ByteStreamSplitValuesReader is the symmetric reader for BYTE_STREAM_SPLIT-encoded FLOAT, DOUBLE, INT32, and INT64 columns. On initFromPage it eagerly transposes the entire page from stream-split layout (elementSizeInBytes separate streams of valuesCount bytes each) back to interleaved layout. The current loop is:

private byte[] decodeData(ByteBuffer encoded, int valuesCount) {
  byte[] decoded = new byte[encoded.limit()];
  int destByteIndex = 0;
  for (int srcValueIndex = 0; srcValueIndex < valuesCount; ++srcValueIndex) {
    for (int stream = 0; stream < elementSizeInBytes; ++stream, ++destByteIndex) {
      decoded[destByteIndex] = encoded.get(srcValueIndex + stream * valuesCount);
    }
  }
  return decoded;
}

Two issues on the hot path:

  1. Every read goes through ByteBuffer.get(int) (per-call bounds checks + virtual dispatch through HeapByteBuffer/DirectByteBuffer).
  2. The inner stream offset (stream * valuesCount) is recomputed on every iteration even though it depends only on the outer loop.

For a 100k-value FLOAT page that is 400k ByteBuffer.get(int) calls; for DOUBLE/LONG it is 800k.

What changes are included in this PR?

Rewrite decodeData in three steps:

  1. Drop down to a byte[] view of the encoded buffer. When encoded.hasArray() is true (the typical case), use the backing array directly with the correct base offset; otherwise copy once with a single get(byte[]) call. Eliminates the per-byte ByteBuffer.get(int) bounds check and virtual dispatch.

  2. Specialize loops for the common element sizes (4 and 8). Hoist all stream * valuesCount offsets into local ints (s0..s3 for floats/ints, s0..s7 for doubles/longs) and write each output slot exactly once in a single sequential pass. Reads come from elementSizeInBytes concurrent sequential streams, which modern hardware prefetchers handle well.

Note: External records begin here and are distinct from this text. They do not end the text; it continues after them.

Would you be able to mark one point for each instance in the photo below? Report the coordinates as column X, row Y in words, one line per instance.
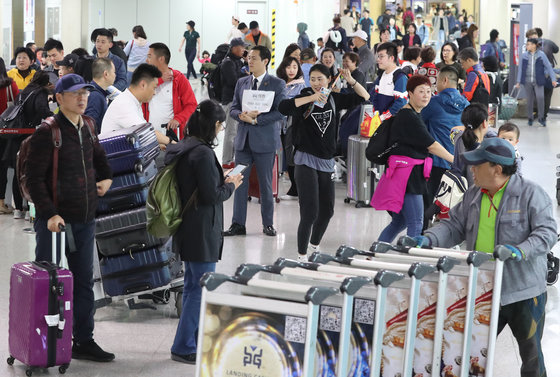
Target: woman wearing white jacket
column 137, row 50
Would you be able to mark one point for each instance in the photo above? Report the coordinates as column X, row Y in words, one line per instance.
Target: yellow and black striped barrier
column 273, row 39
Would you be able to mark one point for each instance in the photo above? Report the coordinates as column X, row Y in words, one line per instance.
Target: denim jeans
column 410, row 218
column 185, row 338
column 526, row 321
column 80, row 262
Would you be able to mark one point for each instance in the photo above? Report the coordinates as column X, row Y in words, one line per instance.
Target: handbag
column 12, row 120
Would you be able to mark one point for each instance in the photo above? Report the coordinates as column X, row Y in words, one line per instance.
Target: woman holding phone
column 314, row 114
column 203, row 189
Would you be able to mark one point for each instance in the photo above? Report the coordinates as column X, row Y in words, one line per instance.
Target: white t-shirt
column 161, row 105
column 125, row 111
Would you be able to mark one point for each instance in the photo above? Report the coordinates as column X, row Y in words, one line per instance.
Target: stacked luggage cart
column 403, row 311
column 134, row 264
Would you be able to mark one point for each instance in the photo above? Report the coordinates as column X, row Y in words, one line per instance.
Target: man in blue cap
column 503, row 208
column 82, row 174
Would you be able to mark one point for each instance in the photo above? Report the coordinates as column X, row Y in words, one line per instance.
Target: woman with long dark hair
column 191, row 39
column 203, row 188
column 8, row 93
column 448, row 57
column 475, row 121
column 136, row 49
column 290, row 71
column 314, row 117
column 403, row 184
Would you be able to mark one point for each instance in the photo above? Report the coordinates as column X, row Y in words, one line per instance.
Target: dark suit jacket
column 264, row 137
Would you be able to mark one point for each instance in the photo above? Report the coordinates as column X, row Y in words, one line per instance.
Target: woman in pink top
column 409, row 165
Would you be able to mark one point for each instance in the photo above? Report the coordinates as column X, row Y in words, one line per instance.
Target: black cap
column 68, row 61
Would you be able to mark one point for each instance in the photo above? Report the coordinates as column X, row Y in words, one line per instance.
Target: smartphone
column 238, row 169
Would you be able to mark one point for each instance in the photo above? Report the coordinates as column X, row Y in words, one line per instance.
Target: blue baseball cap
column 493, row 149
column 71, row 83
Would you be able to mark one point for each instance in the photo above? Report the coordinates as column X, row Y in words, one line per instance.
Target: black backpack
column 480, row 94
column 379, row 147
column 214, row 77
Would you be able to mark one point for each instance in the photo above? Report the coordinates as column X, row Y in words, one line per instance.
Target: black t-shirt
column 413, row 139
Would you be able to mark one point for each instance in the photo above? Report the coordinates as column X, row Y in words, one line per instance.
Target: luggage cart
column 257, row 335
column 349, row 285
column 407, row 317
column 501, row 254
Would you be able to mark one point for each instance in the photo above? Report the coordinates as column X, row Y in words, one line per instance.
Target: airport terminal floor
column 141, row 339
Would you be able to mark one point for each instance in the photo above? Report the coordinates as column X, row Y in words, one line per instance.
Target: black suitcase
column 126, row 201
column 134, row 181
column 131, row 149
column 124, row 232
column 136, row 272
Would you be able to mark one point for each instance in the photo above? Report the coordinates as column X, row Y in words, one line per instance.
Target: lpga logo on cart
column 252, row 357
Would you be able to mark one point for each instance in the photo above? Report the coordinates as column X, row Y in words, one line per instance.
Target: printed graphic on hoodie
column 322, row 120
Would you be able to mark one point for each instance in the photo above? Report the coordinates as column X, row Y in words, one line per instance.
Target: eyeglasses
column 80, row 93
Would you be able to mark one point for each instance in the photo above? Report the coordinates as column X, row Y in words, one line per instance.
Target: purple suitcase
column 41, row 310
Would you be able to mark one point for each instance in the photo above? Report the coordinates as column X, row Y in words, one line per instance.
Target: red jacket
column 184, row 101
column 8, row 94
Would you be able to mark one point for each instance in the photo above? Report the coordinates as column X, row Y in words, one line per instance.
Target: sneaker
column 187, row 359
column 302, row 258
column 18, row 214
column 312, row 248
column 90, row 351
column 5, row 210
column 288, row 197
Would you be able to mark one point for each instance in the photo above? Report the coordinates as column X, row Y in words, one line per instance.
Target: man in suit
column 257, row 140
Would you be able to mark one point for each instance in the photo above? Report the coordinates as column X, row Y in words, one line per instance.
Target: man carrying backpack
column 229, row 72
column 81, row 174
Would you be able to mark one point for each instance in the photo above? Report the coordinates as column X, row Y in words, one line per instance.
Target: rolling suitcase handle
column 63, row 260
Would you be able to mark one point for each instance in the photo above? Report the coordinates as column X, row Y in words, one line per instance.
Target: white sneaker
column 312, row 248
column 5, row 210
column 288, row 197
column 302, row 258
column 18, row 214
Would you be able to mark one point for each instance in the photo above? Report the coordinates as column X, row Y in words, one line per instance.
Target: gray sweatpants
column 228, row 151
column 533, row 90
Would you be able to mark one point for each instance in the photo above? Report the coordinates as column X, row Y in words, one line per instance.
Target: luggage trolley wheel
column 179, row 303
column 161, row 297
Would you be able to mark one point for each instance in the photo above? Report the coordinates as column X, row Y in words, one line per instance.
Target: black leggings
column 316, row 205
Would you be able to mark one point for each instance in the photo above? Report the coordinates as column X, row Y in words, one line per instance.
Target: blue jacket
column 97, row 105
column 264, row 137
column 542, row 67
column 120, row 69
column 441, row 115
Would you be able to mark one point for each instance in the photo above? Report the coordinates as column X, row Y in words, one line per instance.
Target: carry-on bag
column 41, row 309
column 131, row 149
column 135, row 272
column 124, row 232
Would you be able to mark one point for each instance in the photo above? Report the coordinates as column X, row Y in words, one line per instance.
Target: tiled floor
column 141, row 339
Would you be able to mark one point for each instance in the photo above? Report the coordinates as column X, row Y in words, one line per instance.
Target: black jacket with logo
column 316, row 134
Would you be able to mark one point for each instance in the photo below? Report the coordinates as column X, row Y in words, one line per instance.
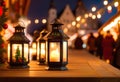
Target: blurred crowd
column 104, row 47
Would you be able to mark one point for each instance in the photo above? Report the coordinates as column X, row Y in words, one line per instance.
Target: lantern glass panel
column 16, row 52
column 8, row 52
column 38, row 51
column 42, row 50
column 54, row 52
column 34, row 48
column 64, row 51
column 26, row 52
column 46, row 51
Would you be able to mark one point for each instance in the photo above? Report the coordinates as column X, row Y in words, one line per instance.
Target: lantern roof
column 19, row 36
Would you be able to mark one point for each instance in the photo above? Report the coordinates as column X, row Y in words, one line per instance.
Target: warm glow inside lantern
column 34, row 50
column 18, row 49
column 42, row 47
column 57, row 48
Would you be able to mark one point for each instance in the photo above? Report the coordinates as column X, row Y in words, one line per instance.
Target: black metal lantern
column 57, row 48
column 34, row 49
column 18, row 49
column 42, row 47
column 34, row 46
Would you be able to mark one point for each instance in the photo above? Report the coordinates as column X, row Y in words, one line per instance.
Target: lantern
column 34, row 49
column 18, row 49
column 42, row 47
column 57, row 48
column 34, row 46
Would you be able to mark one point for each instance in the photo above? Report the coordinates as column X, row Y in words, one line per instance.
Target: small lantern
column 57, row 48
column 42, row 47
column 34, row 46
column 34, row 49
column 18, row 49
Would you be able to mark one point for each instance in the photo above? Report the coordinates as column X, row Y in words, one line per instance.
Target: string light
column 93, row 16
column 116, row 4
column 109, row 9
column 105, row 2
column 44, row 21
column 98, row 15
column 78, row 18
column 36, row 21
column 93, row 9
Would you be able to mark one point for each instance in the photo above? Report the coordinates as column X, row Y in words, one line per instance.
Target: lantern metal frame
column 43, row 52
column 18, row 38
column 57, row 36
column 34, row 55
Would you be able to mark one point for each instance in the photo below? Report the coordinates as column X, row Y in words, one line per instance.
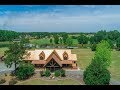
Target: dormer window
column 42, row 56
column 65, row 56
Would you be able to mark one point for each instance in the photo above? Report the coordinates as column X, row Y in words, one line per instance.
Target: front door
column 52, row 65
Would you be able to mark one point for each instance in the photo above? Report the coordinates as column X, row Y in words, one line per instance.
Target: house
column 52, row 59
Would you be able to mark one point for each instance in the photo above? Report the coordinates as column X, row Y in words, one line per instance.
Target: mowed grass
column 40, row 41
column 47, row 41
column 2, row 50
column 43, row 82
column 85, row 56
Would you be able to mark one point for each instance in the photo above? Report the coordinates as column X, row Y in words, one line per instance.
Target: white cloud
column 52, row 21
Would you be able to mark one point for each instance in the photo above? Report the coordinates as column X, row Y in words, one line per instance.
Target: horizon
column 60, row 18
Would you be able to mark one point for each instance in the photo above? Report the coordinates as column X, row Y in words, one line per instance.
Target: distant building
column 52, row 59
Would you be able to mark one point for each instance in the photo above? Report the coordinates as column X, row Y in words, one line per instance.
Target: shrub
column 5, row 74
column 62, row 73
column 57, row 73
column 2, row 81
column 93, row 47
column 25, row 70
column 42, row 73
column 12, row 82
column 12, row 73
column 47, row 73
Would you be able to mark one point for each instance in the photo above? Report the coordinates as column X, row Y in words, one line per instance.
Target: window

  3. Generic fallback for arbitrary element sizes (FIXED_LEN_BYTE_ARRAY of any width).

Benchmark

New ByteStreamSplitDecodingBenchmark (100k values per invocation, JDK 18, JMH -wi 5 -i 10 -f 3, 30 samples per row):

Type Before After Δ
Float 47.80M 162.29M +240% (3.40x)
Double 26.32M 66.00M +151% (2.51x)
Int 47.07M 162.18M +245% (3.45x)
Long 26.80M 66.00M +146% (2.46x)

Decoded output is byte-identical to before; per-op heap allocation is unchanged.

Are these changes tested?

Yes. All 573 parquet-column tests pass; 51 BSS-specific tests pass (mvn test -pl parquet-column -Dtest='*ByteStreamSplit*'). No new test was added because the decoded bytes are unchanged (covered by existing round-trip and ByteStreamSplitValuesReaderTest tests).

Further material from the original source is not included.